Open dimka11 opened 2 years ago
I am not sure if I get your question. You are saying the example does not work even if you converted the ase Atoms to xyz file?
@chc273 Thanks for response! That's is a example of my xyz file:
34
Properties=species:S:1:pos:R:3 pbc="F F F"
C 23.94271088 -4.14493513 -2.98162127
C 24.55592728 -0.82619798 1.23874521
O 20.93027115 2.65132999 1.20267034
C 16.11702538 1.21504414 1.46484005
O 15.08468533 -3.13689113 1.72822750
N 12.34882450 4.55354691 1.44151032
C 7.51371670 2.86691523 1.71749294
N 5.92233944 -1.59980488 2.00862408
N 1.48521304 -2.39037442 2.22327352
C -1.57001507 1.23494565 2.15761590
C -6.86996460 0.83962160 2.38604617
C -8.86610794 0.44161573 -2.65364766
C -14.11276245 0.06187227 -2.19375157
C -16.35991859 -4.27609301 -1.76654506
C -21.28580284 -4.39460611 -1.34774482
C -23.98753166 -0.24840684 -1.35021245
C -21.73451805 4.07528114 -1.77712965
C -16.83377075 4.22927999 -2.19576573
S 2.25029945 5.97498083 1.76499522
H 24.44957352 -7.96948814 -1.98474431
H 20.41406441 -3.66614795 -4.67646313
H 26.86673546 -3.41824102 -5.65698814
H 24.43783188 -2.88718438 4.61809397
H 28.05641365 1.06847334 0.92216319
H 12.93233967 8.17394257 1.23317087
H -7.73730135 -2.48141146 4.22825480
H -8.44302177 3.79710603 4.37515783
H -8.03818798 3.85060787 -4.53595924
H -7.34933376 -2.67482758 -4.47931862
H -14.32896519 -7.55946207 -1.75550330
H -23.16374397 -7.72327423 -1.00702596
H -27.87986374 -0.56414610 -1.00707245
H -23.81028938 7.30708075 -1.78150427
H -14.93687820 7.61984539 -2.54143047
After loaded by pybel it's look incorrectly compared with moleculus from molecules.json, instead the structure it's show only C .. O . C..

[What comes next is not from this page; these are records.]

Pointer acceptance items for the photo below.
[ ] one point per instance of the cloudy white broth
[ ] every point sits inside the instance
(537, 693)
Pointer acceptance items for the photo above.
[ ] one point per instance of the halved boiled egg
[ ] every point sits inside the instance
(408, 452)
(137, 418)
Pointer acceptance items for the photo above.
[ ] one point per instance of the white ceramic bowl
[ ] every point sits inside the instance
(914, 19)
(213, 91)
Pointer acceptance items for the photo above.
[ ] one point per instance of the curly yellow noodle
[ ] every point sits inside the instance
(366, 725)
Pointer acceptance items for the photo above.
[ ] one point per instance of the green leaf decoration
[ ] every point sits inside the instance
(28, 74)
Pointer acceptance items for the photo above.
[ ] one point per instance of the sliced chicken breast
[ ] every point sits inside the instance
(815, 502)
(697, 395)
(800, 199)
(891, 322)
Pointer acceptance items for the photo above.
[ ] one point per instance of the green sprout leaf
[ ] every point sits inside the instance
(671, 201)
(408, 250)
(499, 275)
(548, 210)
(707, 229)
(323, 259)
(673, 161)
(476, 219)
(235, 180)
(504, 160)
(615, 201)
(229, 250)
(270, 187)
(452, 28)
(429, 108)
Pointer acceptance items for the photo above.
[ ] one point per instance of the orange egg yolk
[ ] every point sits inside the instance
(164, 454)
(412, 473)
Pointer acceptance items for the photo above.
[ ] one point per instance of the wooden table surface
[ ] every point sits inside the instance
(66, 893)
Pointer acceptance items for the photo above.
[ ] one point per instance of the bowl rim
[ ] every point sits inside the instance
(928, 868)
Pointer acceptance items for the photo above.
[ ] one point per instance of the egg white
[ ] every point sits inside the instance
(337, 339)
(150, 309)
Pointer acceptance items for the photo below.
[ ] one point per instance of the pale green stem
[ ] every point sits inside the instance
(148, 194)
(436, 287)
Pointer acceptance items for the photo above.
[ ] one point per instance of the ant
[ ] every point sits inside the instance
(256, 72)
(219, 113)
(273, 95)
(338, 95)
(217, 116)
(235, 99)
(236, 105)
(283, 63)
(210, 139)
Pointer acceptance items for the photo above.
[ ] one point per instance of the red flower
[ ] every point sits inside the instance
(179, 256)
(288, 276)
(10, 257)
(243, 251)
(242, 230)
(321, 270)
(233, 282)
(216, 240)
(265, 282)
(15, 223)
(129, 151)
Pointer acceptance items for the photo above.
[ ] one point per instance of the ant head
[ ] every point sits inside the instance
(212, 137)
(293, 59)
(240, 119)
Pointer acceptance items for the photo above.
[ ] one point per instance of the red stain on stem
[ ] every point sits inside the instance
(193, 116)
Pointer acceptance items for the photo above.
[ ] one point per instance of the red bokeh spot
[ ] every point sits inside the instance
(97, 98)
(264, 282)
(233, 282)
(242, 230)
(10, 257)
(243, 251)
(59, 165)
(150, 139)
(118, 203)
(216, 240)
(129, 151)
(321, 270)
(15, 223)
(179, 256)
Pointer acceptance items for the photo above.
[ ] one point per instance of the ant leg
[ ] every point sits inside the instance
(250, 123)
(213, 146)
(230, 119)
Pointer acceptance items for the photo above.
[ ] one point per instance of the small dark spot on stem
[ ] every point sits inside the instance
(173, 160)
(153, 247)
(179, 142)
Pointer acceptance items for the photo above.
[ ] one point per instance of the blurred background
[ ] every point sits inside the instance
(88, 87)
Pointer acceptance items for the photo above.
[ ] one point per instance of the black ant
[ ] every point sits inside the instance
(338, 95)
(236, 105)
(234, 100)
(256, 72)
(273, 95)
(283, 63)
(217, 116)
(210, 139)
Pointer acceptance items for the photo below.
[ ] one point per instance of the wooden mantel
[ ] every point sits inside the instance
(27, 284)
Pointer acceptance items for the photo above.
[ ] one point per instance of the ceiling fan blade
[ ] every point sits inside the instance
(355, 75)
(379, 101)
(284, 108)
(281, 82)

(pybel doesn't molecule structure )
And after training of megnet model start I get error:
---------------------------------------------------------------------------
ValueError Traceback (most recent call last)
/usr/local/lib/python3.7/dist-packages/megnet/models/base.py in get_all_graphs_targets(self, structures, targets, scrub_failed_structures)
293 try:
--> 294 graph = self.graph_converter.convert(s)
295 graphs_valid.append(graph)
8 frames
ValueError: max() arg is an empty sequence
During handling of the above exception, another exception occurred:
RuntimeError Traceback (most recent call last)
<decorator-gen-53> in time(self, line, cell, local_ns)
<timed eval> in <module>()
/usr/local/lib/python3.7/dist-packages/megnet/models/base.py in get_all_graphs_targets(self, structures, targets, scrub_failed_structures)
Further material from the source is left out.